A few months later, in November 1968, Janis announced that she was leaving Big Brother. “We were devastated,” says Sam Andrew, “but I guess we could see it coming. She was a pretty materialistic person who felt, quite rightly, that instead of us splitting everything equally five ways, she should have got a bigger slice of the pie. But there were also artistic differences – she wanted to move into R’n’B and always suggested getting in a horn section or a keyboard player. She was frustrated when people said no.”
Sam Andrew was the only Big Brother member to stay with Janis after the split, helping to assemble her first solo outfit, the Kozmic Blues Band, which featured a Stax-style horn section: “In some ways, it was closer to what she’d always wanted to do, that old Victorola sound we heard at that first rehearsal,” Andrew explains.
The Kozmic Blues Band’s debut, I Got Dem Ol’ Kozmic Blues Again Mama, was a fair stab at R’n’B but it lacked the manic urgency of her earlier work. It was dismissed by the rock cognoscenti loyal to Big Brother and suspicious of her “poppier” ambitions. Janis consciously turned her back on the underworld and embraced mainstream culture. She appeared on prime-time chat shows and in the pages of Time, Life and Newsweek. The latter even had her lined up as a cover star in April 1969, but she was bumped off the front by the death of General Eisenhower (“14 heart attacks and he had to die in my week,” she quipped. “In my week!”)
By the time she was touring with the Kozmic Blues Band – at venues like the Royal Albert Hall, Madison Square Garden and the Hollywood Bowl – her earnings had increased massively, and she was spending huge amounts on drink and drugs. A doctor who examined her in 1969 was shocked to find such a swollen, alcohol-ravaged liver on a twentysomething woman.
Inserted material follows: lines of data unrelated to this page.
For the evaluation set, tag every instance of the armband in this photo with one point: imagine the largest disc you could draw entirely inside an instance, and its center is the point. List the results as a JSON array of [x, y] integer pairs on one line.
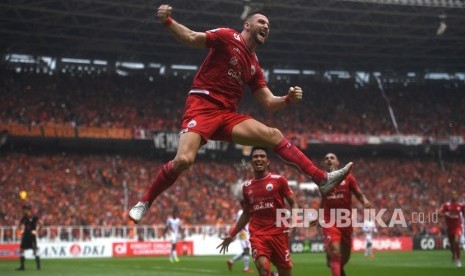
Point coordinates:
[[168, 22], [287, 100]]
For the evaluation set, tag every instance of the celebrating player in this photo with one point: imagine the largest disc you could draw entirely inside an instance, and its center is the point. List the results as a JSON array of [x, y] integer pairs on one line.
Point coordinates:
[[245, 244], [369, 227], [173, 230], [32, 225], [263, 196], [338, 240], [454, 212], [211, 106]]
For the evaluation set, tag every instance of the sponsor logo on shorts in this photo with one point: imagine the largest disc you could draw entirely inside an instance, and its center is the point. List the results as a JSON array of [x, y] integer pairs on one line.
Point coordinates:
[[192, 123]]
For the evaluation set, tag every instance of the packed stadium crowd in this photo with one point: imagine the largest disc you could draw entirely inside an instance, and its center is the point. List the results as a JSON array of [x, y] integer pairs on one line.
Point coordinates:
[[71, 189], [344, 106]]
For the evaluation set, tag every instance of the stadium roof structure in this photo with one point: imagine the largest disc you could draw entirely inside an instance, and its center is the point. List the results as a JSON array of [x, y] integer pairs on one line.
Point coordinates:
[[376, 35]]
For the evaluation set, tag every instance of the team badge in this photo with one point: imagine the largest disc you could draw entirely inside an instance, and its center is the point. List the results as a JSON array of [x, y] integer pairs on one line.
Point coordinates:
[[192, 123]]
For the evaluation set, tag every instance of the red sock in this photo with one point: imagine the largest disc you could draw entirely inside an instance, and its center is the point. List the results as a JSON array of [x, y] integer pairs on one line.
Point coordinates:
[[164, 179], [457, 250], [335, 264], [291, 155]]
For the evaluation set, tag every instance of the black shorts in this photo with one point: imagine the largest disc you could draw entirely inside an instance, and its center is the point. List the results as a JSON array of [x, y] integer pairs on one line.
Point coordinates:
[[28, 242]]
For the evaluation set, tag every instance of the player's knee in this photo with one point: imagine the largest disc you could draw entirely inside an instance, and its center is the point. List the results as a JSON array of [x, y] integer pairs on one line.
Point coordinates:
[[182, 162]]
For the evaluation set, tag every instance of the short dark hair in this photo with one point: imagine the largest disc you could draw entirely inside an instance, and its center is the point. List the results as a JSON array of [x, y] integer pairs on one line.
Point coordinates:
[[258, 148], [254, 12]]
She was also having trouble controlling her 12-piece ensemble.
“Although she was an amazing frontwoman, she wasn’t a natural leader,” says Sam Andrew. “I think she went through three drummers and tried at least two musicians on each instrument. She sacked everybody eventually! I don’t think she had the skills to put a band together.”
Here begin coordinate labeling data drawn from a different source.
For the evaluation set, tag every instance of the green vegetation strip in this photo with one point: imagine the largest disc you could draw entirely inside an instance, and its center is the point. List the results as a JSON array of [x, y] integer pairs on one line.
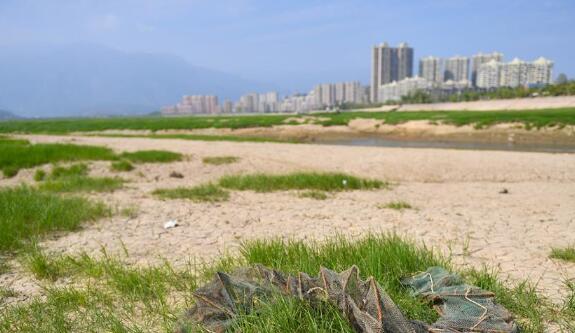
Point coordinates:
[[20, 154], [105, 294], [530, 118], [397, 205], [26, 213], [329, 182]]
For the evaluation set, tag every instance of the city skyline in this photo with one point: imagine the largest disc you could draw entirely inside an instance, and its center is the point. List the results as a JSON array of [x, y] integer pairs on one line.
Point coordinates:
[[266, 38]]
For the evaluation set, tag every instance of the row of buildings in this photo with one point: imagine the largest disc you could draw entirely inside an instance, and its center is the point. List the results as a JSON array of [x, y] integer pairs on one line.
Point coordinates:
[[392, 73], [320, 97], [392, 77]]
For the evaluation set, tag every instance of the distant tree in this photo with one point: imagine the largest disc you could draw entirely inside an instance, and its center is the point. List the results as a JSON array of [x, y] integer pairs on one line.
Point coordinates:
[[562, 79]]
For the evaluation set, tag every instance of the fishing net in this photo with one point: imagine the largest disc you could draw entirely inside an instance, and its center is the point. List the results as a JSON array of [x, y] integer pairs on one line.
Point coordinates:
[[364, 303], [463, 308]]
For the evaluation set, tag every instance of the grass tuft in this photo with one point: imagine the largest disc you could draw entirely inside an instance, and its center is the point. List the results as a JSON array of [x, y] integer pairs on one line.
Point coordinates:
[[39, 175], [316, 195], [397, 205], [202, 193], [220, 160], [76, 170], [329, 182], [82, 184], [110, 295], [122, 166], [26, 213], [566, 254], [152, 156]]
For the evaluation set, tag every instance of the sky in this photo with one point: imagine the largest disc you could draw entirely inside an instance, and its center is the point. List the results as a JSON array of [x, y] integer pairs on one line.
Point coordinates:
[[293, 44]]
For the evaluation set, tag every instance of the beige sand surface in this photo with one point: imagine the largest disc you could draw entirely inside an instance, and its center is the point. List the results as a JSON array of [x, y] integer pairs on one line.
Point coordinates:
[[459, 208], [501, 104]]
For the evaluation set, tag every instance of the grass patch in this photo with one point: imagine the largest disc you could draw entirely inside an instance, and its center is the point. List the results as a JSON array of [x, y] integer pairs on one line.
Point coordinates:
[[316, 195], [39, 175], [26, 213], [76, 170], [7, 293], [566, 254], [152, 156], [16, 156], [202, 193], [122, 166], [328, 182], [220, 160], [530, 118], [110, 295], [82, 184], [397, 205]]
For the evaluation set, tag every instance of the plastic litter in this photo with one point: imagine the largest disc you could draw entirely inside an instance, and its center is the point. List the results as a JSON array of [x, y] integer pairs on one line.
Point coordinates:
[[170, 224]]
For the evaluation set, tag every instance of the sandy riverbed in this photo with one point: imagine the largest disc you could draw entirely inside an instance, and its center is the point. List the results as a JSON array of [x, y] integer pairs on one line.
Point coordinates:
[[459, 208]]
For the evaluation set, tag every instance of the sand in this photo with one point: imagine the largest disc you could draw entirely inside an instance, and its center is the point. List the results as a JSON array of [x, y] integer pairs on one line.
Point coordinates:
[[459, 208]]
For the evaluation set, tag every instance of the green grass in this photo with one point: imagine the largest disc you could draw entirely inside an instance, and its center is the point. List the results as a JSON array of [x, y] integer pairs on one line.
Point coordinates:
[[152, 156], [14, 157], [531, 119], [19, 154], [82, 184], [530, 309], [26, 213], [329, 182], [316, 195], [122, 166], [202, 193], [110, 295], [75, 170], [566, 254], [220, 160], [397, 205], [39, 175]]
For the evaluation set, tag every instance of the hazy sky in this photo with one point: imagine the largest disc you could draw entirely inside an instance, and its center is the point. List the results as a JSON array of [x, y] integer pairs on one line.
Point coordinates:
[[294, 43]]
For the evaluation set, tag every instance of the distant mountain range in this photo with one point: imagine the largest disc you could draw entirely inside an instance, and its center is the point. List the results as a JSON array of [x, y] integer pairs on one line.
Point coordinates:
[[86, 80], [5, 115]]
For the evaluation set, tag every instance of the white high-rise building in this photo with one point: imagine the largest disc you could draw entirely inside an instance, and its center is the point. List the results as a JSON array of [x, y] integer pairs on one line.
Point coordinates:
[[489, 75], [516, 73], [389, 64], [431, 69], [456, 69], [480, 59], [395, 90], [540, 72]]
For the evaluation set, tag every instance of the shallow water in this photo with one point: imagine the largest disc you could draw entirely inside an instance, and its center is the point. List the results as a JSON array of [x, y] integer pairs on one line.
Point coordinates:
[[510, 146]]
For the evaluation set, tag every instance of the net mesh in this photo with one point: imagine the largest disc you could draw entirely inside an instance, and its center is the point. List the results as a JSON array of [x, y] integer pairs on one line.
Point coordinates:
[[364, 303], [463, 308]]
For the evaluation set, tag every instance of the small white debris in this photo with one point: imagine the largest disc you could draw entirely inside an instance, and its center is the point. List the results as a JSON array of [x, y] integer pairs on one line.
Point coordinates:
[[170, 224]]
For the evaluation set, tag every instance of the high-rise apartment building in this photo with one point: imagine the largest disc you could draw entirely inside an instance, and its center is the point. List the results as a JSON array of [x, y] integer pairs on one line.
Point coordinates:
[[540, 72], [194, 105], [431, 69], [488, 75], [480, 59], [332, 94], [390, 64], [516, 73], [456, 69]]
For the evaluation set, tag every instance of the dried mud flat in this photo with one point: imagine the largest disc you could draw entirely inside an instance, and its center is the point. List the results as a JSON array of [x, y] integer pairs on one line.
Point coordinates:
[[459, 208]]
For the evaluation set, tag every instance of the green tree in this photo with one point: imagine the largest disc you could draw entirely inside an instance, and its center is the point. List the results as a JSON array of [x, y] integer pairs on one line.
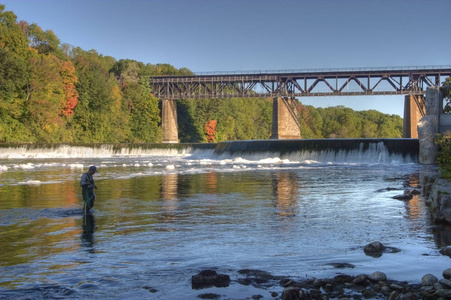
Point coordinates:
[[447, 95], [96, 116]]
In November 1969, she fired most of her Kozmic Blues Band – including Sam Andrew, the one professional constant in her career – and replaced them with The Full Tilt Boogie Band. This lineup removed the unwieldy horn section, instead stripping everything down to five musicians recommended by Albert Grossman. They included guitarist John Till (the only survivor from the last incarnation of Kozmic Blues) and pianist Richard Bell, who had both played in Ronnie Hawkins And The Hawks (replacing Robbie Robertson and Richard Manuel after they joined Dylan’s band). “We had exactly the same configuration as The Band,” says John Till. “Piano, bass, guitar, drums, organ – and like The Band we had four Canadians and one American on drums!”